Bazı nedenlerden dolayı, örneğin hayvan eti, balık vb. yemenin kötü olduğu, çünkü hayvanları öldürmek gerektiği konusunda çok zararlı ve temelde yanlış bir görüş oluştu. Ancak bitkisel besinler bile Allah tarafından yaratılmıştır ve masumdur. Bitkiler hepimizi beslemek için yaratılmış gibi görünüyor! Bitki yemek, hayvan yemekten farklı değildir. Her iki durumda da, bir başkasının varlığını uzatmak için birinin canını alıyoruz.

Meyve ve sebzeler de, yeni yaşamın tohumları olan çocukların, onları sindirimden koruyan sert kabuklarda saklandığı durumlar dışında, insanın midesini doldurmak için yaratılmamıştır. Ancak bu durumlarda bile tohumların etrafındaki meyve ve sebzelerin sulu posası, doğa tarafından gelecekteki filizler için besleyici bir ortam olarak belirlenmiştir. Bununla birlikte, kapalı tohumlu tohumların sert kaplamaları midelerde sindirilmeye karşı koruma sağlar ve "esaretten kurtulduklarında", bu "salınmaya" yardımcı olan organik ve inorganik maddeler tohumların yeni yaşam oluşturmasına hâlâ izin verir.

Mesele şu ki, her tohum o türün yetişkin bitkisinin varlığına bağlanır ve tohum filizlendikten sonra, büyüyen bitki organizması basitçe bu formu, yani varlığı doldurur. Büyüdüğü zaman, verilen bitkinin esas şeklini fiziksel bedeniyle doldurur. Ve yetişkinlikte ne kadar büyük olacağını belirleyen matris olan bitkinin varlığıdır. Bitki tohumlarının etrafındaki elektriksel potansiyel üzerine yapılan araştırmalar olağanüstü sonuçlar üretti.

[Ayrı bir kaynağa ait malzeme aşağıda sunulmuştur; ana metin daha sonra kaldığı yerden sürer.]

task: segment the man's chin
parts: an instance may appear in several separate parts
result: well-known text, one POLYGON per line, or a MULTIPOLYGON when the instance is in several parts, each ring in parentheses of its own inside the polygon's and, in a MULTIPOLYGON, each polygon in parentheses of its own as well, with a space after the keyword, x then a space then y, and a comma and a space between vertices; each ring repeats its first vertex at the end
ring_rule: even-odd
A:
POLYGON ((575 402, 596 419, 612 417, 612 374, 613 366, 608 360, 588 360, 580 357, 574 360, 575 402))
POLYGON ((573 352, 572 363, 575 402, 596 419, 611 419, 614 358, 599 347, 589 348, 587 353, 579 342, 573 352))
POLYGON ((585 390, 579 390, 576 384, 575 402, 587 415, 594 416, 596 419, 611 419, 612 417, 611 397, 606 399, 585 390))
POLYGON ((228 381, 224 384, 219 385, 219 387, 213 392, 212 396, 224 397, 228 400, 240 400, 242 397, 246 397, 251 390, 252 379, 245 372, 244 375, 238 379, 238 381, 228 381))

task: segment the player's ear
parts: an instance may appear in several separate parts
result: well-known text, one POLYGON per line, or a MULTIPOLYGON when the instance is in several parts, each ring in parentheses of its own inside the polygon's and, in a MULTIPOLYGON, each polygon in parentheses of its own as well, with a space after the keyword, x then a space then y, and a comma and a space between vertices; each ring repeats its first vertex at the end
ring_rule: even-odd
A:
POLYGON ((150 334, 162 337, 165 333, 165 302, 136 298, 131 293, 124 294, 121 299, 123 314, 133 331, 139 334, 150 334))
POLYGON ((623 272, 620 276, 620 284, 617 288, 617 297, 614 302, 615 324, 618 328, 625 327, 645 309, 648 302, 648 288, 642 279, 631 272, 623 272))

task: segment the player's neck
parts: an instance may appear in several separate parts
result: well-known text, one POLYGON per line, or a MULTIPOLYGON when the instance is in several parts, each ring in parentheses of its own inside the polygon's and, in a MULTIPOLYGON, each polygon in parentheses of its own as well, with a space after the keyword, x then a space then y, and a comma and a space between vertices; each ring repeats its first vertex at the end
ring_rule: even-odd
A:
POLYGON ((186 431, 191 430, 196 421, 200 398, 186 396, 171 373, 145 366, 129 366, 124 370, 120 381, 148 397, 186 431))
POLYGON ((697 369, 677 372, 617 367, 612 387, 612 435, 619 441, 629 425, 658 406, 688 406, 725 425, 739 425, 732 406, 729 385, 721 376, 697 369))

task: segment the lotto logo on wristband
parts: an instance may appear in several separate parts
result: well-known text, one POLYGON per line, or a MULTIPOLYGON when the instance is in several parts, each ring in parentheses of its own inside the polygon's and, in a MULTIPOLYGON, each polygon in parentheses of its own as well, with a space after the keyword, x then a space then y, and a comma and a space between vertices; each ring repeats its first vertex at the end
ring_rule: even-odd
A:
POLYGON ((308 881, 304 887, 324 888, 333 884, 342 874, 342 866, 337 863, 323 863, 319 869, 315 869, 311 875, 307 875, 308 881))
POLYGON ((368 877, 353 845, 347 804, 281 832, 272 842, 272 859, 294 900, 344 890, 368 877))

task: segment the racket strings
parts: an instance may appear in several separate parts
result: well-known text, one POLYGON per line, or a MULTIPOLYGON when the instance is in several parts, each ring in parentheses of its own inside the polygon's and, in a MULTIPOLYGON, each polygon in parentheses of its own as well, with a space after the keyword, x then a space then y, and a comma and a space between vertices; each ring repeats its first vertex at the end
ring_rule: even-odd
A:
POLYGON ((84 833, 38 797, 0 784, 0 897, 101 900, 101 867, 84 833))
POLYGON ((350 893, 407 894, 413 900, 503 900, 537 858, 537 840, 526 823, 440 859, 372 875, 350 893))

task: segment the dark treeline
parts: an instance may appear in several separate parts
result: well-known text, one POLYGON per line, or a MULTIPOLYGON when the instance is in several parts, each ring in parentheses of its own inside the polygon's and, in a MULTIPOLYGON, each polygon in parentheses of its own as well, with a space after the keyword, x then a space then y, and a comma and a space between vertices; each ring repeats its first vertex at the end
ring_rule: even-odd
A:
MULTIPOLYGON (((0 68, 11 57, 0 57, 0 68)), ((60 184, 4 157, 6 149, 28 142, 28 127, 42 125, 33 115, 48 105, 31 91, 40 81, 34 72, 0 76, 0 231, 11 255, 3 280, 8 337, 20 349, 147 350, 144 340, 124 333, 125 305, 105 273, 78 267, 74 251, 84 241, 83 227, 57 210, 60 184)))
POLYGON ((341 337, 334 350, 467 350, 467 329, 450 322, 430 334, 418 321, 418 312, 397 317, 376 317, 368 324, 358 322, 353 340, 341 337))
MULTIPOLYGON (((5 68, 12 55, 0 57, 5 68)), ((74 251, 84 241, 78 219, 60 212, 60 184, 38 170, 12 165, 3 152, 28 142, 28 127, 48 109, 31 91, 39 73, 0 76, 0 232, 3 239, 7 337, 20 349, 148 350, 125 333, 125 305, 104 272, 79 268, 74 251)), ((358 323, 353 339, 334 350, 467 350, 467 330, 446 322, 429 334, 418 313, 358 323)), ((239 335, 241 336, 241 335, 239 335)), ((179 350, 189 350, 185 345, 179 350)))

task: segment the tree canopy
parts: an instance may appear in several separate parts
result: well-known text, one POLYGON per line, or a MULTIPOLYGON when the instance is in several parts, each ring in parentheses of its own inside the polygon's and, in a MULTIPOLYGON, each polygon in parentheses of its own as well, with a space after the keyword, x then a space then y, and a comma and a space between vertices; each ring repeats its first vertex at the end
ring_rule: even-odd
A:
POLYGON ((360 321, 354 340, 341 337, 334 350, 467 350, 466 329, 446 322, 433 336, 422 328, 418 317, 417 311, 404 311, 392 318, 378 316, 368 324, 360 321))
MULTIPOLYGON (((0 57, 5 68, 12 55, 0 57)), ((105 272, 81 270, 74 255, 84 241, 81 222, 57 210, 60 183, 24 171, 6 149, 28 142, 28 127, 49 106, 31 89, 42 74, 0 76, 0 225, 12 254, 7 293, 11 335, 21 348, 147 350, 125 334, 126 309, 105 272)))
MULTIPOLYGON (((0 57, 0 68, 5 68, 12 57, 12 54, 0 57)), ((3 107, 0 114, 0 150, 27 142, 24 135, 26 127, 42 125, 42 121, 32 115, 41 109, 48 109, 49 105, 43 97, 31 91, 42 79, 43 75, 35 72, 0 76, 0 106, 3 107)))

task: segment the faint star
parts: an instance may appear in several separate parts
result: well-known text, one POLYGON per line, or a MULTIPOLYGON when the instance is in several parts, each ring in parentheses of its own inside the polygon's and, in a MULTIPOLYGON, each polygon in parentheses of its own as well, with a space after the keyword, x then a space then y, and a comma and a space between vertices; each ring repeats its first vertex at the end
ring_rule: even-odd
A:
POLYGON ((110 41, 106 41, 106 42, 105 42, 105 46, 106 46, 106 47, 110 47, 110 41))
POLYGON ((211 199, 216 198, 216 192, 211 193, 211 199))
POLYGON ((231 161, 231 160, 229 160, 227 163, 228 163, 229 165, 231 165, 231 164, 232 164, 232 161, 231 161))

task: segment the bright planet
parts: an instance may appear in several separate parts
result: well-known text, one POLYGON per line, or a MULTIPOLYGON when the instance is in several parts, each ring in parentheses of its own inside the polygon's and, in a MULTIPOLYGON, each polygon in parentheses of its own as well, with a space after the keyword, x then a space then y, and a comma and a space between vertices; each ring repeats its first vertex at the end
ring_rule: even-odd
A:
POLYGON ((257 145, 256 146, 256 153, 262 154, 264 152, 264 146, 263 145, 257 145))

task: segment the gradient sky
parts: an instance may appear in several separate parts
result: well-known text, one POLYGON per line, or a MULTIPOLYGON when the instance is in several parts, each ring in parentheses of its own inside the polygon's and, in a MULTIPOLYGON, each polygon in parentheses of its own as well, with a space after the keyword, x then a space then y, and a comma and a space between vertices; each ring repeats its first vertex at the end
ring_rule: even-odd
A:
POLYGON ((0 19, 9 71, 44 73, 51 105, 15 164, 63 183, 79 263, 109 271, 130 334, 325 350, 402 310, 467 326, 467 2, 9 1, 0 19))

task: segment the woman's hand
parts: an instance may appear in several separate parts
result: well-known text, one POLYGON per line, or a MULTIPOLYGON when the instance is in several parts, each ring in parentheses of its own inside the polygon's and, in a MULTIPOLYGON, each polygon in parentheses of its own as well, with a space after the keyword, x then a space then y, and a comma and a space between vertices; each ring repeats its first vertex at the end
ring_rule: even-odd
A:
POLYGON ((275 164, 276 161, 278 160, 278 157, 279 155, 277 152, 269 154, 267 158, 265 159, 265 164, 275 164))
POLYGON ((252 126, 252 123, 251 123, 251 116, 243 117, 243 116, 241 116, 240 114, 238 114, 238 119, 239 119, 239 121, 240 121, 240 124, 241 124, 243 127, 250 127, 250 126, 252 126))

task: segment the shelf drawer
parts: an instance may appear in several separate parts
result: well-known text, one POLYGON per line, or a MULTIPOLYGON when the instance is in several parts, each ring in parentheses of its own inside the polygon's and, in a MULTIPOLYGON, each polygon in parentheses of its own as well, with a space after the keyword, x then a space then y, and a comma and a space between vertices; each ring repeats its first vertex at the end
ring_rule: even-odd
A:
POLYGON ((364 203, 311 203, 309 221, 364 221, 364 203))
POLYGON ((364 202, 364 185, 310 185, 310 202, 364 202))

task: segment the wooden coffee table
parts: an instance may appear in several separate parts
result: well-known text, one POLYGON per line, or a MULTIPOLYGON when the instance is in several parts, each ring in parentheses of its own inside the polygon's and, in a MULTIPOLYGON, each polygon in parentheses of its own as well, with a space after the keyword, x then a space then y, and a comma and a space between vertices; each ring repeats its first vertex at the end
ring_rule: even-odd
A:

Verileri işledikten sonra bilim adamları, üç boyutlu bir projeksiyonda düğün çiçeği tohumunun etrafında ölçülen değerlerin bu bitkinin yetişkinlikte sahip olduğu şekli oluşturduğunu keşfettiklerinde hayrete düştüler. Tohum henüz verimli toprağa ekilmemiştir, filizlenmemiştir bile ancak yetişkin bitkinin şekli buradadır. Ve Majesteleri ile tesadüfen tekrar karşılaştık. Düğün çiçeği tohumunun yerinde sedir cevizi ya da elma çekirdeği bulunsaydı, bilim adamlarının bu bitkilerin varlığını "görmesi" pek mümkün olmazdı. Orada olmadıkları için değil, basit bir nedenden dolayı. Yetişkin bir sedirin ve bir elma ağacının boyutları o kadar büyüktür ki, hiç kimse bu bitkilerin elektrik potansiyelini onlardan bu kadar uzakta ve özellikle bu kadar yükseklikte ölçmeyi düşünmez.

Şans eseri araştırmacılar, yetişkin versiyonu küçük olan bir düğün çiçeği tohumunu ele geçirdiler. Ve ancak bu sayede bir mucize görmek mümkün oldu, o da yetişkin bitkinin tohuma bağlı varlığıydı... Yani aslında yetişkin bitkinin varlığı her tohuma, her taneye böylece bağlanıyor. veya her bir somuna. Dolayısıyla bu tohumlar filizlendiğinde ve genç sürgünler büyümeye başladığında, yavaş yavaş doldurdukları varlığın desenine ve formuna göre şekillenirler. Yetişkin bir bitkinin oluşumu sırasında genç bitkinin boyutları ile canlının boyutları aynı veya çok yakındır.